Originally Posted by
Ned Christiansen
I had a chance a couple years ago to examine the Vortex lineup of LPVO's. This was my intro to Vortex, I had no prior experience with them. The idea was that I was going to pick one and run it for a summer or Patrol Rifle classes and other testing. When I'm selecting an optic like this I'm looking for utility but also affordability-- something an officer can afford, but it has to be durable too. These two may be somewhat at odds, I mean, one presumes it and I guess even hopes for it. If you paid upward of $3000 for it, it ought to be more durable, dammit.... but how do you find out, barring knocking it around, and at that price you aren't going to knock it around! Which is a secondary downside to very expensive optics (besides the high price), in my opinion: the feeling that it needs to be babied. A guy should not have to bring a velvet pillow on call-outs for his scope.

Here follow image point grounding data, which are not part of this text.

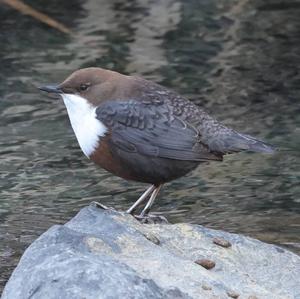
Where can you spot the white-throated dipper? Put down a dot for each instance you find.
(141, 131)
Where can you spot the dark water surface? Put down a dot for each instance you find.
(238, 59)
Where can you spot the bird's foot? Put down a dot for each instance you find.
(151, 219)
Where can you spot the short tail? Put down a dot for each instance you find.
(232, 142)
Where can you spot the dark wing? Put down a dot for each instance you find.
(152, 130)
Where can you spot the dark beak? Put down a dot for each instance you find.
(51, 89)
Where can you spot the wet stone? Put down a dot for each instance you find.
(206, 263)
(233, 294)
(222, 242)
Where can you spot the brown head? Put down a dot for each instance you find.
(94, 84)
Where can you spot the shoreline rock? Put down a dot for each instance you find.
(108, 254)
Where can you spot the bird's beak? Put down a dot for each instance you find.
(51, 88)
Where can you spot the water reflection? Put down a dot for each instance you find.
(238, 59)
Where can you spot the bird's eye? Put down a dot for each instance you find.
(84, 86)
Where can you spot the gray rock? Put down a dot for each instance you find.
(106, 254)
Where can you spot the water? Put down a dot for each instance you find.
(238, 59)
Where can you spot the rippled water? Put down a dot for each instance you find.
(238, 59)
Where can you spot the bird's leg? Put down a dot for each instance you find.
(141, 199)
(150, 202)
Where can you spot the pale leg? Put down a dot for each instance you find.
(141, 199)
(150, 202)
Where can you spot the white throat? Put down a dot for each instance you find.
(87, 128)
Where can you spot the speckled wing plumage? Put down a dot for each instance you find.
(218, 138)
(151, 128)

Back to the Vortex selection. Knowing nothing about the prices (but one can look at the Razor and guess), I immediately rejected the Viper. The glass was waayy not as good as the Strike Eagle and Razor, and the FFP reticle was essentially of no use at low power. This has been my universal experience with LPVO that are FFP, to include some very expensive ones from S&B, NF, and US Otpics. All three of these had circle reticles that were of seriously inadequate illumination, and at low power good luck finding the circle fast. At 4X good luck making a precision shot with. Those three were ten years ago or so, so maybe they're much improved now, I dunno. So the Viper was out; then the Razor was out due to size and weight plus I felt that with the glass so very close to the end of the tube, it would be more susceptible to breakage. I picked the Strike Eagle because I felt the glass was as good as or 95% as good as the Razor's. The size and weight were more reasonable, and the reticle, in my opinion, was much better suited to carbines than the Razor's. It has indeed proven over the last few seasons to be simple and fast, using the holdover dots for holdover on very close shots works well once learned (I write that info on the scope), and the dots for me have been nearly spot-on for 3 and 500 yard shooting-- certainly close enough for as fast as they are.
Durability-- again short of actual durability testing, all I can do is listen for general feedback.... I mean my Strike Eagle has maybe 1200 rounds under it, hardly a test and yeah even though it wasn't $3K I try not to bang it around. But sofar I have not heard of the going bad....?
Oh, the other downside.... made in friggin' China. That's a turn off and of course we get Chines red dots in class from time to time that typically puke right away if they don't fall off first, but I grudgingly concede that some Chinese glass is very good for the price.